Mehr als 168 Millionen Kinder weltweit sind nach Angaben von Unicef seit fast einem Jahr aufgrund von Maßnahmen gegen die Corona-Pandemie vom Schulunterricht ausgeschlossen. 214 Millionen Kinder hätten mehr als drei Viertel ihres Unterrichts verpasst, teilte das Kinderhilfswerk der Vereinten Nationen am Mittwoch mit. Betroffen sind demnach vor allem Kinder in Lateinamerika und der Karibik.
Laut dem Bericht „Covid-19 und Schulschließungen: Ein Jahr ohne Schule“ haben sich weltweit allein 14 Länder von März 2020 bis Februar 2021 weitgehend im Lockdown befunden. Zwei Drittel dieser Länder gehören demnach zu Lateinamerika und der Karibik; sie zählen allein fast 98 Millionen Schulkinder. Die meisten Tage geschlossen waren dem Bericht zufolge die Schulen in Panama, gefolgt von El Salvador, Bangladesch und Bolivien.
Unicef-Exekutivdirektorin Henrietta Fore sprach von einer „katastrophalen Bildungskrise“. „Mit jedem Tag, der vergeht, bleiben Kinder, die keinen Zugang zu direktem Unterricht haben, weiter zurück – und die am meisten benachteiligten Kinder zahlen den höchsten Preis“, erklärte sie. Es müsse alles unternommen werden, um Schulen offen zu halten oder sie so schnell wie möglich wieder zu öffnen.
Für die meisten Kinder seien Schulen Orte, an denen sie sich mit Gleichaltrigen austauschen, Unterstützung erhalten, Zugang zu Gesundheitsdiensten und Impfungen haben sowie eine Mahlzeit bekommen, heißt es in dem Bericht. Die am stärksten gefährdeten Kinder und die Kinder ohne Zugang zu Distanzunterricht seien nun einem erhöhten Risiko ausgesetzt, nie wieder in die Schulen zurückzukehren und zu Kinderehen oder Kinderarbeit gezwungen zu werden.

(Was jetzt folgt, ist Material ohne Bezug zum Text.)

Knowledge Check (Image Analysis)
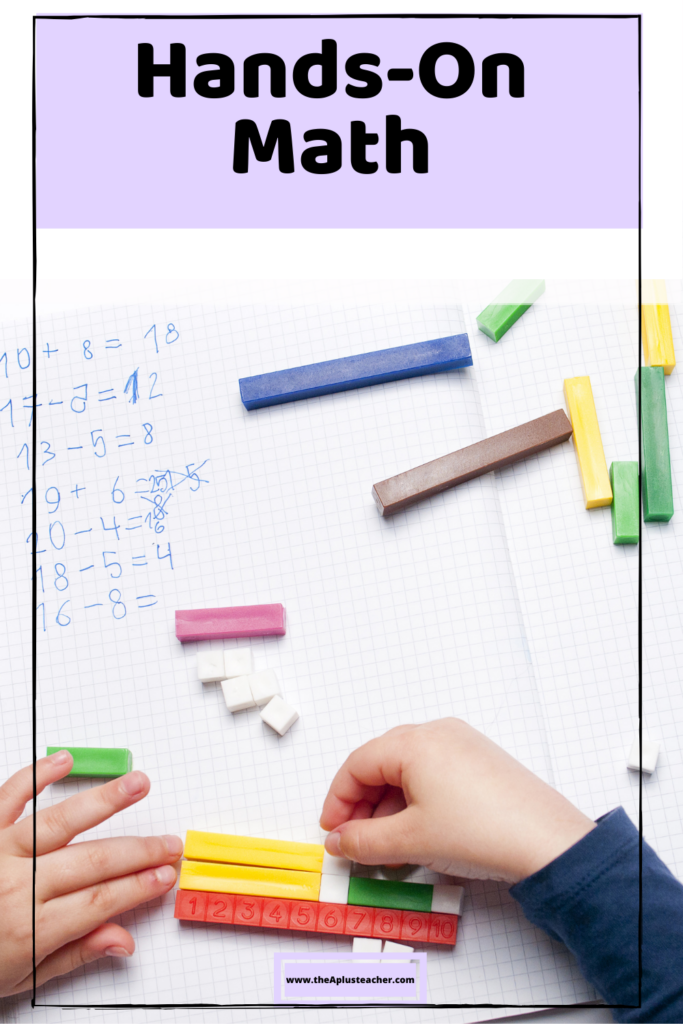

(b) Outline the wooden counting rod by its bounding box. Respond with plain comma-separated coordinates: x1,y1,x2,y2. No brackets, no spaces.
175,889,458,946
373,409,573,516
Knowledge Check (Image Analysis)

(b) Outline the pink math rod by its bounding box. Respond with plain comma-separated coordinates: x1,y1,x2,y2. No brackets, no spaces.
175,604,286,643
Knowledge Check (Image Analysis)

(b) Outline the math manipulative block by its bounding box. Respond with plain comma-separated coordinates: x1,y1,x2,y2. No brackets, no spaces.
47,746,133,778
322,847,352,879
431,885,465,915
636,367,674,522
261,696,299,736
261,899,294,928
315,903,346,935
179,860,321,900
222,647,254,679
564,377,612,509
240,334,472,410
184,829,325,872
373,409,573,516
220,676,255,715
477,281,546,341
373,907,405,939
205,890,234,925
319,871,348,903
233,896,266,928
348,879,434,911
175,604,287,643
344,906,375,935
429,913,458,945
173,889,210,921
641,281,676,376
245,669,283,708
197,650,227,683
400,910,430,942
609,462,640,544
289,900,321,932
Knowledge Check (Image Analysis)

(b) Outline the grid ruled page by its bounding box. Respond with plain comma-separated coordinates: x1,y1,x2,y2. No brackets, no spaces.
468,286,649,821
2,286,680,1021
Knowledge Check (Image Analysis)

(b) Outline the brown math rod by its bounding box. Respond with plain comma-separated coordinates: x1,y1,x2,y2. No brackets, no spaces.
373,409,571,516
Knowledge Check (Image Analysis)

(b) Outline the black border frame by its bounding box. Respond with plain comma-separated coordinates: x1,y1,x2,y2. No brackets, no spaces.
31,13,643,1011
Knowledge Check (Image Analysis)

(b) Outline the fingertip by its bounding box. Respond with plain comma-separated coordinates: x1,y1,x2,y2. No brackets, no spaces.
85,922,135,958
45,750,74,767
119,771,152,800
325,831,344,857
41,751,74,784
153,864,177,889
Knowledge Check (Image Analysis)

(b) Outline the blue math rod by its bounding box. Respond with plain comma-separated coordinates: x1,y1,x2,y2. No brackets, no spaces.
240,334,472,410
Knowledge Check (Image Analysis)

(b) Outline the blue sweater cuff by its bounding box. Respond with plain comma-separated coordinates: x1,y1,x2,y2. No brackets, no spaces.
510,807,683,1022
510,807,639,942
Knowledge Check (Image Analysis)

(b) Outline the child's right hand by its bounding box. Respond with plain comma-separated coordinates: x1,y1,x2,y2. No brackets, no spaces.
321,718,595,883
0,751,182,996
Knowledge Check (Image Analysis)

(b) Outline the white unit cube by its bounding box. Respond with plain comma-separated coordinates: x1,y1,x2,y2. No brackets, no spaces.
628,736,659,775
323,850,352,879
353,935,382,953
261,697,299,736
220,676,254,712
197,650,226,683
249,669,283,708
432,885,465,913
223,647,254,679
317,872,348,903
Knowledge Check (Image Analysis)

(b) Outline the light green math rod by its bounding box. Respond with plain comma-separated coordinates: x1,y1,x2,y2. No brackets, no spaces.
609,462,640,544
47,746,133,778
477,281,546,341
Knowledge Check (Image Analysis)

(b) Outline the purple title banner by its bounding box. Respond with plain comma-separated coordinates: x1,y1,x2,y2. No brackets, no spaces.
36,16,639,227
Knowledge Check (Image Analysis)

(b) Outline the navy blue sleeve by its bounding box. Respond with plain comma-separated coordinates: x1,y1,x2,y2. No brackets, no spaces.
510,807,683,1024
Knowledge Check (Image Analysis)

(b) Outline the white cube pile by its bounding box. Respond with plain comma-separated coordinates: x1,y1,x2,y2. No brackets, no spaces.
197,647,299,736
317,850,351,903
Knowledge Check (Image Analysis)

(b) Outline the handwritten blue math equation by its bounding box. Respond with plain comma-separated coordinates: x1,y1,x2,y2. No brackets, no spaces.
0,323,209,633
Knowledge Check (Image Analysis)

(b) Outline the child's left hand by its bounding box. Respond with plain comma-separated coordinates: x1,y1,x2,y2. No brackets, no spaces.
0,751,182,996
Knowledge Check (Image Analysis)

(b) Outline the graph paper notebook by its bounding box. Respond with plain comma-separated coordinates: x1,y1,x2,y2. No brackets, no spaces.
0,287,680,1021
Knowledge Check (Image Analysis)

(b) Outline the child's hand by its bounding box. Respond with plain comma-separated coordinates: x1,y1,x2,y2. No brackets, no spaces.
321,718,595,883
0,751,182,995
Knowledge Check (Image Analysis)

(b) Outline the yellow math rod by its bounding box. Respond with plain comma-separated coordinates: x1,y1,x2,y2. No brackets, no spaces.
641,281,676,375
564,377,612,509
185,830,325,872
179,860,322,901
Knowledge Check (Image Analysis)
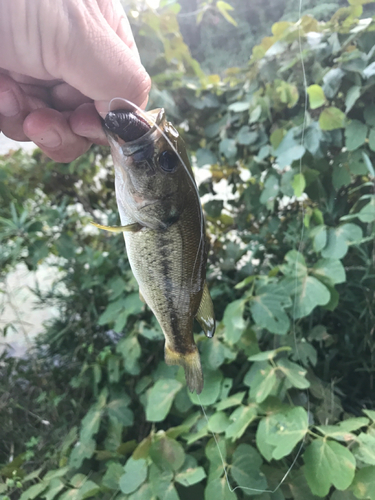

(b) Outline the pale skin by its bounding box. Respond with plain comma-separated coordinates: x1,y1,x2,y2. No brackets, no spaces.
0,0,150,162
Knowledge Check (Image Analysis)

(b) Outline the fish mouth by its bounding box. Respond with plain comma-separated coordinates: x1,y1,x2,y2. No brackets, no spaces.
103,108,165,156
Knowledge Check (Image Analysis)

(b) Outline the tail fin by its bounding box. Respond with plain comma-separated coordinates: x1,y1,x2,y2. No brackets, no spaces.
165,345,203,394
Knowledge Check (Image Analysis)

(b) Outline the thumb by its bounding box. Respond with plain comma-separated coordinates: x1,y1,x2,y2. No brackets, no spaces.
59,1,151,112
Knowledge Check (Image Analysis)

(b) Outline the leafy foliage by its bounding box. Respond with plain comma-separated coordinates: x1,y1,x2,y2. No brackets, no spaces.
0,0,375,500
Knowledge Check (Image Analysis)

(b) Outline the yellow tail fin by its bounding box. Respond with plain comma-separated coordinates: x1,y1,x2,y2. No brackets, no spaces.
164,345,203,394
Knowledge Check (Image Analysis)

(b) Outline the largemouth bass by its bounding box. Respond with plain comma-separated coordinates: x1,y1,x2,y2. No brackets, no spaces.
95,109,215,394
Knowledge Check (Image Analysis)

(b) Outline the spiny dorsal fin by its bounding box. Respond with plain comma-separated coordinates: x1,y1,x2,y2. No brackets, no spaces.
195,282,215,338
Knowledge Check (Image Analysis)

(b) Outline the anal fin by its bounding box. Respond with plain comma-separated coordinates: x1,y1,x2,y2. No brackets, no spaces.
195,282,216,338
164,344,203,394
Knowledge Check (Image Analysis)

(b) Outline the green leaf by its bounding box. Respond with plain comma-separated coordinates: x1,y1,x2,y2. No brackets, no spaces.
274,129,305,168
204,200,224,219
250,285,292,335
195,148,217,167
323,68,345,99
277,358,310,389
189,370,223,406
345,120,367,151
251,346,291,361
223,299,246,344
262,407,309,460
282,276,331,319
260,175,279,205
225,405,257,441
204,474,237,500
255,418,275,462
146,379,182,422
116,335,141,375
150,464,178,500
201,337,235,370
303,439,356,497
312,259,346,285
128,483,154,500
98,293,143,332
345,85,361,114
149,435,185,471
306,85,326,109
311,225,327,252
107,398,134,427
69,439,96,469
236,125,258,146
228,101,250,113
244,362,277,403
175,467,206,487
319,106,345,130
102,462,124,491
20,481,48,500
354,432,375,465
43,477,65,500
216,391,246,411
322,224,362,259
351,466,375,500
208,411,229,434
357,196,375,223
292,174,306,198
362,151,375,177
230,444,267,494
332,164,352,191
119,457,147,494
219,139,237,160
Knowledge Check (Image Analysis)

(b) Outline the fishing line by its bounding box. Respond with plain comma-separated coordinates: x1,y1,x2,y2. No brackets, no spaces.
108,97,204,282
197,0,310,494
108,0,310,488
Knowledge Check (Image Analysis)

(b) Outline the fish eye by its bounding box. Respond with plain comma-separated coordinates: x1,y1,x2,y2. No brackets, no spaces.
159,151,178,172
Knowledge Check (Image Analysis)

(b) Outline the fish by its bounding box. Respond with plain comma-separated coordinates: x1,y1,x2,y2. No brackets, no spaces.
94,108,215,394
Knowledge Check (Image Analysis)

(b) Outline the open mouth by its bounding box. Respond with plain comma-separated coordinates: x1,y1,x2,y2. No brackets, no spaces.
104,109,151,142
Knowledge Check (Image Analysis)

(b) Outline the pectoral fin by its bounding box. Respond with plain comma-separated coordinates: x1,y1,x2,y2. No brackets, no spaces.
90,221,142,233
195,282,215,338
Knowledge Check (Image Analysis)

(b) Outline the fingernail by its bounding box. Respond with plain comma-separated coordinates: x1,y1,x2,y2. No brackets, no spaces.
0,90,20,118
33,130,62,148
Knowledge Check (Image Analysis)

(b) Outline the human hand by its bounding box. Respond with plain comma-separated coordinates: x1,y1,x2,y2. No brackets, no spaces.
0,0,150,162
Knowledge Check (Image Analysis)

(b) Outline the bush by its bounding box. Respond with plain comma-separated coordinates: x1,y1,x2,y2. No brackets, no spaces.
0,1,375,500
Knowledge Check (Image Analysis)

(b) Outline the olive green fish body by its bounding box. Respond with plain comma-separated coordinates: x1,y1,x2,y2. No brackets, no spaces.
103,110,215,393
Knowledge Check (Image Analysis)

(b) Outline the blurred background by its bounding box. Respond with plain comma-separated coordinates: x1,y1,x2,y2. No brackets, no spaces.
0,0,375,500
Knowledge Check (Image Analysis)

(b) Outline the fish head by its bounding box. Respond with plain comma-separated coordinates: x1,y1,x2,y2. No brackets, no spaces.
104,109,196,229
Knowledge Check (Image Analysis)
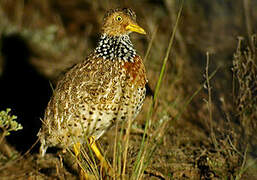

Um auf die Bildungskrise aufmerksam zu machen, enthüllte Unicef am Mittwoch in New York die Installation „Pandemic Classroom“ – ein Modell-Klassenzimmer, das aus 168 leeren Schreibtischen besteht. Jeder Schreibtisch soll für die Millionen Kinder stehen, die in Ländern leben, in denen Schulen seit einem Jahr fast vollständig geschlossen sind. „Hinter jedem freien Stuhl hängt ein leerer Rucksack – ein Platzhalter für das hintenangestellte Potenzial eines Kindes“, erklärte Fore.
Neben der raschen Öffnung der Schulen forderte Unicef auch Unterstützung der Schulkinder bei der Rückkehr in ihre Klassenzimmer. Ihnen müsste geholfen werden, sich wieder in den Schulalltag einzugewöhnen und verpassten Lernstoff aufzuholen. Zu den dafür notwendigen Maßnahmen zählte der Bericht umfassende Angebote für Nachhilfe, Ernährung sowie für körperliche und psychische Gesundheit.